Concluons donc de là que, quelques propositions qu’on nous présente à examiner, il en faut d’abord reconnoître la nature, pour voir auquel de ces trois principes nous devons nous en rapporter. S’il s’agit d’une chose surnaturelle, nous n’en jugerons ni par les sens ni par la raison, mais par l’Écriture et par les décisions de l’Église. S’il s’agit d’une proposition non révélée, et proportionnée à la raison naturelle, elle en sera le propre juge. Et s’il s’agit enfin d’un point de fait, nous en croirons les sens, auxquels il appartient naturellement d’en connoître.

Cette règle est si générale, que, selon saint Augustin et saint Thomas, quand l’Écriture même nous présente quelque passage dont le premier sens littéral se trouve contraire à ce que les sens ou la raison reconnoissent avec certitude, il ne faut pas entreprendre de les désavouer en cette rencontre pour les soumettre à l’autorité de ce sens apparent de l’Écriture ; mais il faut interpréter l’Écriture, et y chercher un autre sens qui s’accorde avec cette vérité sensible ; parce que, la parole de Dieu étant infaillible dans les faits mêmes, et le rapport des sens et de la raison agissant dans leur étendue étant certain aussi, il faut que ces deux vérités s’accordent ; et comme l’Écriture se peut interpréter en différentes manières, au lieu que le rapport des sens est unique, on doit, en ces matières, prendre pour la véritable interprétation de l’Écriture celle qui convient au rapport fidèle des sens. « Il faut, dit saint Thomas (Ire part., quest.
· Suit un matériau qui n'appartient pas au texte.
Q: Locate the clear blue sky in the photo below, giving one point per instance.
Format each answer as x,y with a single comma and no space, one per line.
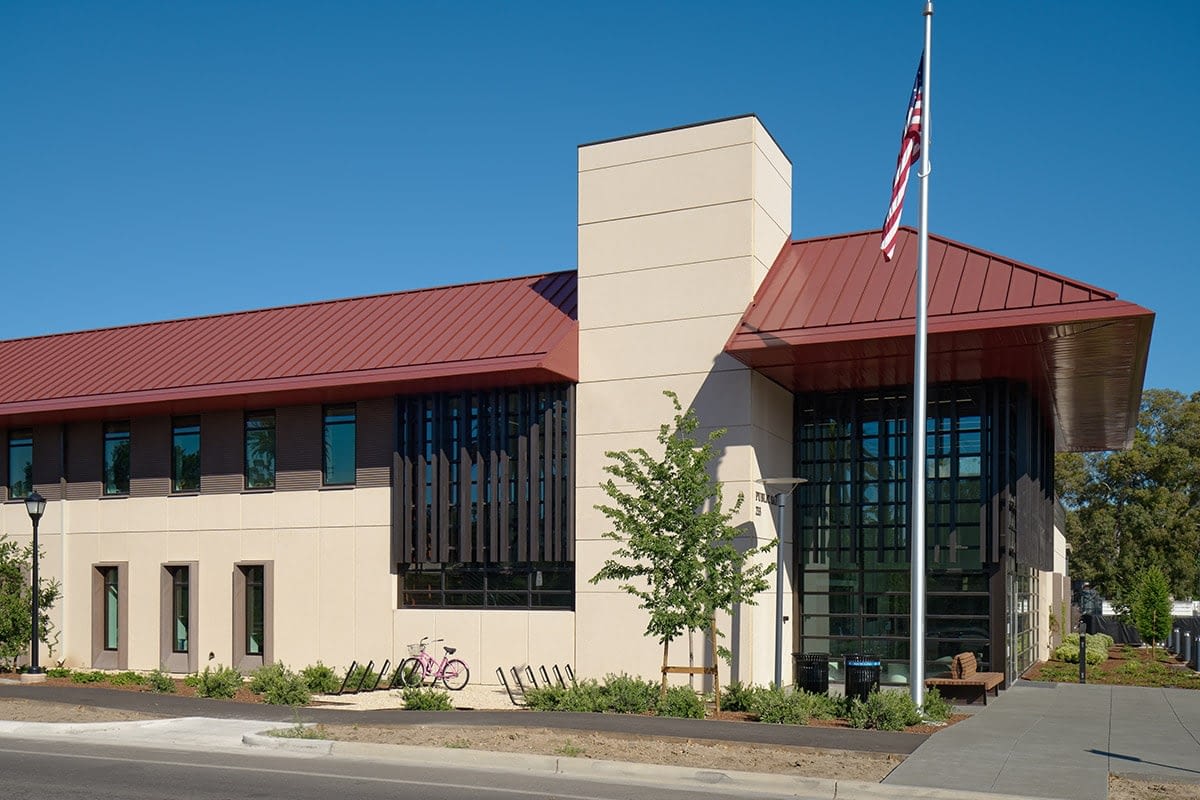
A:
162,160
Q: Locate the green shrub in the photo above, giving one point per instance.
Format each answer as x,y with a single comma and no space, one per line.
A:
126,679
738,697
321,679
426,699
775,705
161,681
84,677
280,686
681,702
885,711
221,683
628,695
936,708
265,677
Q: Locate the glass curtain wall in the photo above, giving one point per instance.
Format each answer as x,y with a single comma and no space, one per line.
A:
852,522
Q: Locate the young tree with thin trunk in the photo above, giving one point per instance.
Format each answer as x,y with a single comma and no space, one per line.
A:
675,543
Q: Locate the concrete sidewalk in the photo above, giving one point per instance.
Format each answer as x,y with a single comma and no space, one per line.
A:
1061,740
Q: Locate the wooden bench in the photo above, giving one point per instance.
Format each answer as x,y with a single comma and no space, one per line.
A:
965,672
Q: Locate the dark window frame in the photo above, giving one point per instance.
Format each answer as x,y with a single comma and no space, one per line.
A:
21,439
185,427
115,433
333,419
259,422
489,587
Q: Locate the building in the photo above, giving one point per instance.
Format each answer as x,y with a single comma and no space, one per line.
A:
336,480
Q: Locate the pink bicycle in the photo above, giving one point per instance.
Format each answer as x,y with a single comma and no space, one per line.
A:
421,667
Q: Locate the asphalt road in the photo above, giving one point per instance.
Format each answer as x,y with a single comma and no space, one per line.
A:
34,770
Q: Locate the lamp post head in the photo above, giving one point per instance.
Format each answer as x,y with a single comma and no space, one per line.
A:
35,504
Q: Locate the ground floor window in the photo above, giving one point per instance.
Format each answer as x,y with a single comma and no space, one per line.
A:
179,618
112,597
252,614
109,615
472,585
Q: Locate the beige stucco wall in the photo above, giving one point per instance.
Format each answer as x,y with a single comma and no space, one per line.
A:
677,229
1054,587
334,594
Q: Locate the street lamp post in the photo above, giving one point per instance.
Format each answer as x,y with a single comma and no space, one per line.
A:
779,491
35,504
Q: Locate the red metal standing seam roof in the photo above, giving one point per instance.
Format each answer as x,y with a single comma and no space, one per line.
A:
497,332
833,314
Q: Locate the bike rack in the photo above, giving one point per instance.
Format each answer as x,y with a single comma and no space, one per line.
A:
364,678
348,673
383,671
504,680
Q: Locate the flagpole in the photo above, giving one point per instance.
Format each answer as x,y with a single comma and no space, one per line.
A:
917,585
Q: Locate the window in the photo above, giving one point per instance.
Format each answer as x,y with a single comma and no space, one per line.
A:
261,450
112,608
337,446
252,615
477,585
185,453
21,463
255,609
179,608
117,457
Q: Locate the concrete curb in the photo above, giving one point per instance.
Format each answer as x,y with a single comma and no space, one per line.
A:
724,781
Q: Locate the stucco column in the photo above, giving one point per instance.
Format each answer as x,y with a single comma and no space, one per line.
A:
676,232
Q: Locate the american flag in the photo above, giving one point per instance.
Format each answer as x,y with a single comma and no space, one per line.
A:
910,152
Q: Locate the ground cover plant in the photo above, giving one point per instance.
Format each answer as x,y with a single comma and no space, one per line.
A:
1121,666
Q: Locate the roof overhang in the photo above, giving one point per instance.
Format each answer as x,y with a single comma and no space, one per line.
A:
1085,360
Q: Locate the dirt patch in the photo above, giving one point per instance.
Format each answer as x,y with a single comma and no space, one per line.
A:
1121,788
607,746
579,744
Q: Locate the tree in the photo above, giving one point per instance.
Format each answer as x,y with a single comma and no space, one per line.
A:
676,547
17,602
1151,607
1137,509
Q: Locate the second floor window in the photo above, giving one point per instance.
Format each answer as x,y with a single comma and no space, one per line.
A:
21,463
337,446
117,457
259,450
185,453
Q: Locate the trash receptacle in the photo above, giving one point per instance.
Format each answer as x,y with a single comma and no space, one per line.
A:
813,672
862,675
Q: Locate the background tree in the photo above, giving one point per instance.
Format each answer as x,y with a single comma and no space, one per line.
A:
17,602
1151,607
1137,509
676,547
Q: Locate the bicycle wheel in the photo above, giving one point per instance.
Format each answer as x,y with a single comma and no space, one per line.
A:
455,674
411,673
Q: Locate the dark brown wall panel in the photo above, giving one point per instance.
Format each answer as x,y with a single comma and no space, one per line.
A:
48,461
375,439
484,477
221,452
298,435
84,461
150,456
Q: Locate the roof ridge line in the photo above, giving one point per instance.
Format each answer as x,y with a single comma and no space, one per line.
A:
309,304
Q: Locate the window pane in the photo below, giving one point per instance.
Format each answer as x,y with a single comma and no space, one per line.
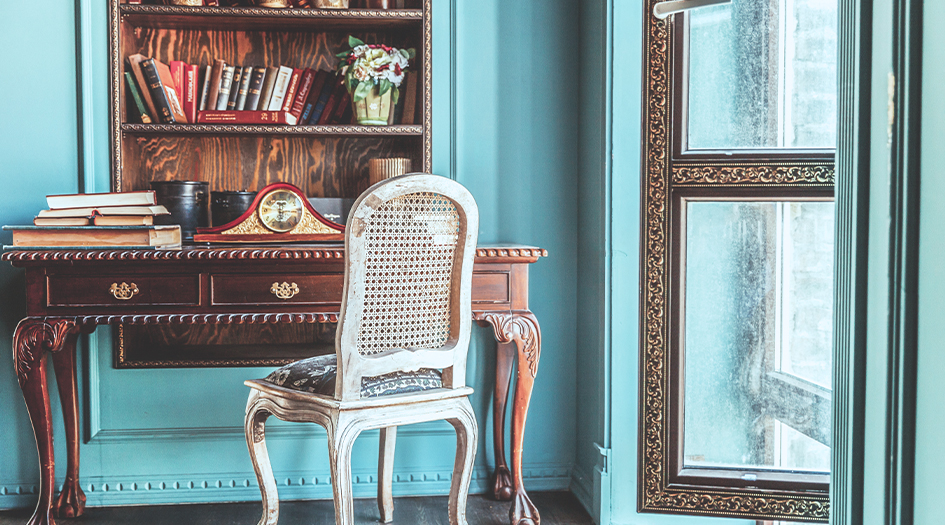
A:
758,321
762,74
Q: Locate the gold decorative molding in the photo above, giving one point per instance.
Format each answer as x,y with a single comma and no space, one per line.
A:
753,175
655,491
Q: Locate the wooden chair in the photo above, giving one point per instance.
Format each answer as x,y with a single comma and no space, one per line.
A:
401,344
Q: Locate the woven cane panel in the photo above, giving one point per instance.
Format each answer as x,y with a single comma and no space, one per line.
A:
410,247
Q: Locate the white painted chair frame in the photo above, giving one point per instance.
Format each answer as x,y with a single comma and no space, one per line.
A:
347,414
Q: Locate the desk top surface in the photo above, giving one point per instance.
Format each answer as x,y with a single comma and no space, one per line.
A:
508,253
LXVIII, art. 1), observer deux choses, selon saint Augustin : l’une, que l’Écriture a toujours un sens véritable ; l’autre que, comme elle peut recevoir plusieurs sens, quand on en trouve un que la raison convainc certainement de fausseté, il ne faut pas s’obstiner à dire que c’en soit le sens naturel, mais en chercher un autre qui s’y accorde. »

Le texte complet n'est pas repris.